Principal Components of Principles

Alix and Jennie have resurrected the peculiar fascinating 2005 political compass, the one that suggets some odd-looking criteria for defining left and right.

I come out pretty close to Alix: left on the main axis of internationalism/rehabilitation, and right on the minor axis of free trade and war. I was against the war, so I must be really keen on free trade.

OK the fascinating thing about this survey is these axes were not chosen by the authors, but arose as a statistical outcome of the actual answers actual voters gave to the questions. Let me try to explain this a little bit.

Lets say you have a 1000 responses to a survey of 20 political questions with simple for/against type answers. What the principal components analysis does is find a formula for a number that would let you predict the answers to one survey, given no other information, with the greatest possible accuracy.

And it turns out that this number reflects opinions on hanging/flogging and nationalism. So this is the principal principle axis. What this means is that if you know somebody is, say -4, on this axis, you can predict their answers to the whole survey with, say, 80% accuracy.

Nobody chose hanging/flogging/internationalism - it is just that this formula and this number gives you the best predictive power.

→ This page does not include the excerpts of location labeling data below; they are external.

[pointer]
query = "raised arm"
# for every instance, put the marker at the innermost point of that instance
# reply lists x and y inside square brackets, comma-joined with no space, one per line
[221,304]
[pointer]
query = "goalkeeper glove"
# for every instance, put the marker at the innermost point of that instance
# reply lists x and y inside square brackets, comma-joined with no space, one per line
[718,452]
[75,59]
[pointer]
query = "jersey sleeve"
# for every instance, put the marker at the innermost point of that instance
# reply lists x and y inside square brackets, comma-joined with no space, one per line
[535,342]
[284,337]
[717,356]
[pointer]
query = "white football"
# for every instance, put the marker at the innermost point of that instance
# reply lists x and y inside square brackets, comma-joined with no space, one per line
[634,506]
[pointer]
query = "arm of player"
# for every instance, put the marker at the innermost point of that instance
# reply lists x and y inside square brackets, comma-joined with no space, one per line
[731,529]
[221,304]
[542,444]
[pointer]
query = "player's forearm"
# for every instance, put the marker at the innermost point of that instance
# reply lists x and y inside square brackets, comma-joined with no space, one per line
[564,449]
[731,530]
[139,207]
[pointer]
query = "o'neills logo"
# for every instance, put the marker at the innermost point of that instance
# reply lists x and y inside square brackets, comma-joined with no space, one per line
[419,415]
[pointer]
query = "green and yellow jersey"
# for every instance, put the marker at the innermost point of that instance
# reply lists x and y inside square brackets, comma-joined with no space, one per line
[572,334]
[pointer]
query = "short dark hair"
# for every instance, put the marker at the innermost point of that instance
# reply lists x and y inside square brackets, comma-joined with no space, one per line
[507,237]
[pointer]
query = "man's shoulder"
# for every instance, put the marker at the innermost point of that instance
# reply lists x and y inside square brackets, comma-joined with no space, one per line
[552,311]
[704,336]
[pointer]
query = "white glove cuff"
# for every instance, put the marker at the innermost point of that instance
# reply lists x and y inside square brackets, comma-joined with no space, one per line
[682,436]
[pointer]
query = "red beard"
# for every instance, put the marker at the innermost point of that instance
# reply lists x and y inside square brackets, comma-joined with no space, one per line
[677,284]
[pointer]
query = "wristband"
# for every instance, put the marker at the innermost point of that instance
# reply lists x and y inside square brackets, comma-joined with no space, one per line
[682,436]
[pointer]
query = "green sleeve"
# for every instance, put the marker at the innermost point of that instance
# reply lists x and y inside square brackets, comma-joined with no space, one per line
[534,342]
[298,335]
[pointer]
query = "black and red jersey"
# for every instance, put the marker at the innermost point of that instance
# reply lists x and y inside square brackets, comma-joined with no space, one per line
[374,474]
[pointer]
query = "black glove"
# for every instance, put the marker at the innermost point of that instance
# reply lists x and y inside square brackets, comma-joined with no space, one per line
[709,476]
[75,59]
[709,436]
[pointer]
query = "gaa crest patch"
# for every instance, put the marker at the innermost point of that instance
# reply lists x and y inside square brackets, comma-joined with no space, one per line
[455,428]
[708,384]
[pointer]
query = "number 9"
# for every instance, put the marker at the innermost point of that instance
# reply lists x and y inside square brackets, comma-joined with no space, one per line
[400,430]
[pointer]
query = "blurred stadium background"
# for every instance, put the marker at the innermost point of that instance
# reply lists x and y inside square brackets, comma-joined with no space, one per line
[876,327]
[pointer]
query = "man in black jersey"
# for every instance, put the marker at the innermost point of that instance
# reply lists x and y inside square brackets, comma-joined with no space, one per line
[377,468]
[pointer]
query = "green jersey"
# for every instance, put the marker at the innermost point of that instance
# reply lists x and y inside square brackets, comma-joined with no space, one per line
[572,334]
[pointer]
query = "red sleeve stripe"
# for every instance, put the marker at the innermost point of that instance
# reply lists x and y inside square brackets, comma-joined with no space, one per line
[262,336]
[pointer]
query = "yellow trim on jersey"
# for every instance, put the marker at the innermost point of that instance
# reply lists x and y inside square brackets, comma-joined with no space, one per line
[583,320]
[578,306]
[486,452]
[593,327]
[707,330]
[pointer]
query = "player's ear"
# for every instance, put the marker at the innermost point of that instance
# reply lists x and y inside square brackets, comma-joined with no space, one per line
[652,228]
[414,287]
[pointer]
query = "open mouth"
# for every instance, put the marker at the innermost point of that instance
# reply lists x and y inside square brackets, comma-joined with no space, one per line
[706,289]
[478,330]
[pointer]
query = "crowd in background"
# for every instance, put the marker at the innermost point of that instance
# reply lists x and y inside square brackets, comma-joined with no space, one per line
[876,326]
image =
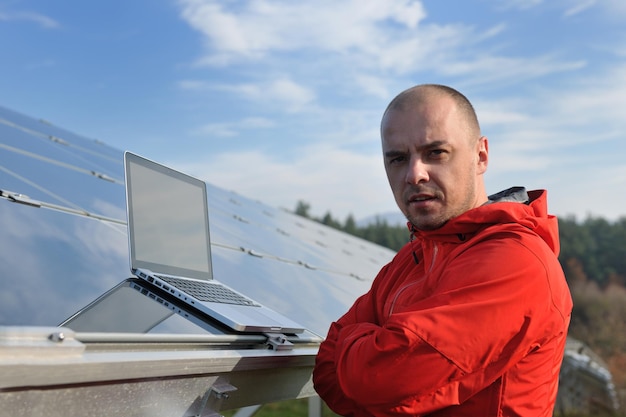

Some other formula might reflect different priorities, but only give 75% accuracy.

It gets a bit more complicated with two axes, but the principle (the principle of the principal principle?) remains the same. With a second formula and a second number, you can raise the predictive power to, say, 90%. A number reflecting views on war/free trade does this better than any other.

What does this mean - well it means that the data is telling us that views that belong together on an axis are highly correlated with each other. Supporters of hanging and flogging tend to be nationalist, and supporters of free markets tend to be pro-war. It also tells us how much the parties overlap, and therefore how difficult it is for any party to position itself clearly without alienating a lot of supporters.

OK that's the good and interesting. What's wrong with this picture? Well for starters, there were only 1 or 2 questions on war and 6 on economics. Having 6 similar questions means that those 6 are 30% of the data and will almost certainly be reflected in a principal component. War may have found itself tacked on as a statistical artefact but I suggest there should be 6 questions on war too before we read too much into this correlation.

Similarly there were 6 questions on inter/nationalism - another 30% of the data - and two on crime. So nationalism is going to come out of the analysis,  picking up one or two more questions in the same way.

So I think a safer interpretation is that there are two components or groupings by which answers are predictable: 1. nationalism and 2. economics, in a survey where a third of the questions are on nationalism, a third are on economics, and the last third are an assortment of other topics.

Oh. That's not exactly surprising is it? If we had a survey with 6 questions about electoral reform, 6 about income tax and 8 assorted others, I wonder what the two axes would be labelled then?